Yes, the connection passes through a firewall, actually ipvsadm in a load balancer. But before we moved the application to RHEL 3, it has been running several years on HPUX and used exactly the same connection to the remote mysql database. There we never had this problem. By the way, the remote mysql server is a 3.23.37 release, while the local mysql client libraries are from the 4.0 tree. I am not sure whether that has anything to do with the problem, and I understand that redhat does not support mysql 4.x for RHEL 3.

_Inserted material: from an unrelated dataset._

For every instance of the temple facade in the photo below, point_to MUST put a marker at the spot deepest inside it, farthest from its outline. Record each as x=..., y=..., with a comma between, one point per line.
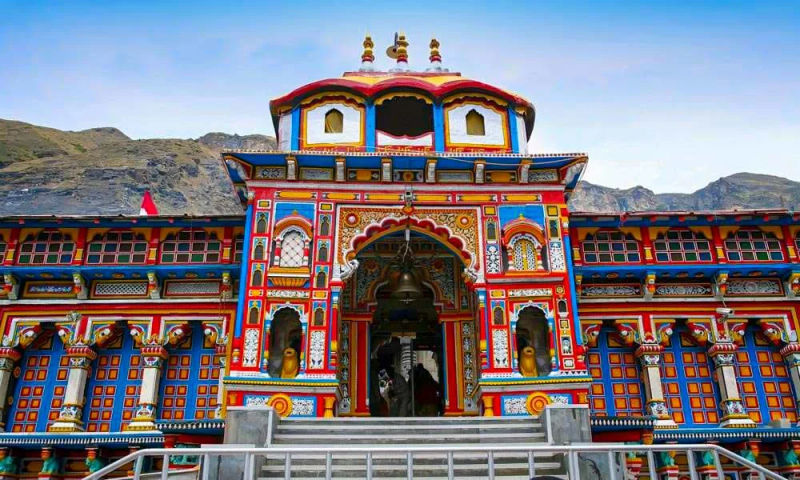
x=400, y=253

Indeed, there's only a limited amount that I can do with mysql 4 problem reports. (I do hope they fix the licensing problem soon, because it's pretty silly that we can't ship mysql 4, but I'm just an engineer...) It seems like you have quite a lot of variables here: you have a platform move and possibly a mysql version move (were you running 4.0.17 or something older when you were on HPUX?). This makes it really hard to tell whether the issue is an RHEL bug or a mysql bug. If it is in mysql 4 then there's not much I can do except send you to MySQL AB. If it is RHEL then I will have to reassign it to a kernel or glibc hacker, but I'm not going to bother those guys until I have enough evidence to at least tell whose problem it's likely to be. In short then we need more data. One thing I am wondering about is whether the command that's supposed to be sent to the remote database is actually getting flushed out completely. Obviously if it doesn't get sent fully then the remote wouldn't respond. One way to look into that is to watch the remote connection with a packet sniffer such as tcpdump or ethereal --- are you in a position to do that?

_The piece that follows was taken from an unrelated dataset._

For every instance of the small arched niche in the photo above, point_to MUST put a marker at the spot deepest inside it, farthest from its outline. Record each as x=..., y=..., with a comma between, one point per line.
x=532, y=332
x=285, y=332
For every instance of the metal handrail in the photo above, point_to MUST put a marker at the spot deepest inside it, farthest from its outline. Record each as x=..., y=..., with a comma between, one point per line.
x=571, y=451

Yes, I can watch the network. I have not used a sniffer ever, and would appreciate some advice. My setup is like this Client Machine A ------ LVS load balancer + NAT ---- Mysql host B The mysql host listens on host B port 3306, to which I send packets from A, any random port. Then A receives reply packets from B, port 3306. Where should I listen, and how do I setup the sniffer properly? Host B receives a lot of other myslq traffic from within the load balanced cluster, but these are easy to diferentiate because they come from different IP addresses. The packets from A will appear at B under the IP address of the load balancer, which sends no other requests. There are several simultaneous users on machine A with occasional mysql queries, but they all log their traffic in log files I have set up so that I should be able to sort out what came from whom later, via the timestamps.
PS: before the move from HPUX to RHEL 3, yes, the mysql client was 3.23.37 too. But as we were moving to RHEL, I thought it a good idea to update, even at the risk of not getting redhat support. The load balancer is redhat 7.0, and the mysql host is Redhat 7.1. I assume this is not relevant for the problem.

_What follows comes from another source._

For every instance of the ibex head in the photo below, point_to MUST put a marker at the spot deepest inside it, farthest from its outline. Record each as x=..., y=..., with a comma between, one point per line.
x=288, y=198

I think you'd be best off sniffing the single connection at the client machine, so as to minimize the amount of data you have to look through. I'm not much of a tcpdump expert myself, but I know you can filter by port number to watch just one connection. So it would go something like: start up client, determine what port is being used for the remote database connection (lsof should work if nothing else), start tcpdump, do something (to have a comparison point for what a working ping looks like), wait 20 minutes, do something again, repeat till failure, compare traces. BTW, if you use tcpdump, be aware that the default output format omits most of the non-header content of packets; you'll need to select options that show you the whole content of each packet. Not sure what ethereal's defaults are like, I've hardly used it.
I have put up tcpdump sniffer on both sides, at the client and at the server. After runnign the sniffer for a while, I found this: if the client does not send packets for some time (a few minutes), and then sends mysql packets again (via mysql_ping), these packets never arrive at the the mysql server. The client keeps trying, but never gets a reply. Who is responsible for terminating the connection I do not know yet. Because it used to work before, with the HPUX client and the same firewall/load balancer, I assume it is not the load balancer. I have decided to program a workaround into our application: the client terminates each mysql connection voluntarily, after making a short sequence of queries, and a opens a connection if needed. It does not try to keep a permanent connection. That way, the problem is solved for me. The bugzilla case can be closed, as solved by workaround.
It sure sounds like the firewall is at fault. That's an unusually short timeout though. Is it possible that the firewall was configured to not drop connections from your old client machine, and that that preference didn't get changed over to point to your new client's IP address? This is a bizarre theory but I have no others at the moment. Anyway, I'm going to close this bug since it's evidently not either mysql's or RHEL's fault. Feel free to reopen it if you get new evidence pointing back at us.
The firewall rules were not touched, and there is none there which should create a different behaviour. Actually, the new client inherited to old HPUX client's IP address. Anyway, my workaround works. I impletemented a last_time_talked flags which remembers when the mysql connection was used the last time. If a new request sees that the last_time_talked is too far in the past, it closes the connection and opens a new one. Apparently, it can close it without sending a single packet, so that there is no danger of hangup. That way, we avoid using old connections which might have gone stale.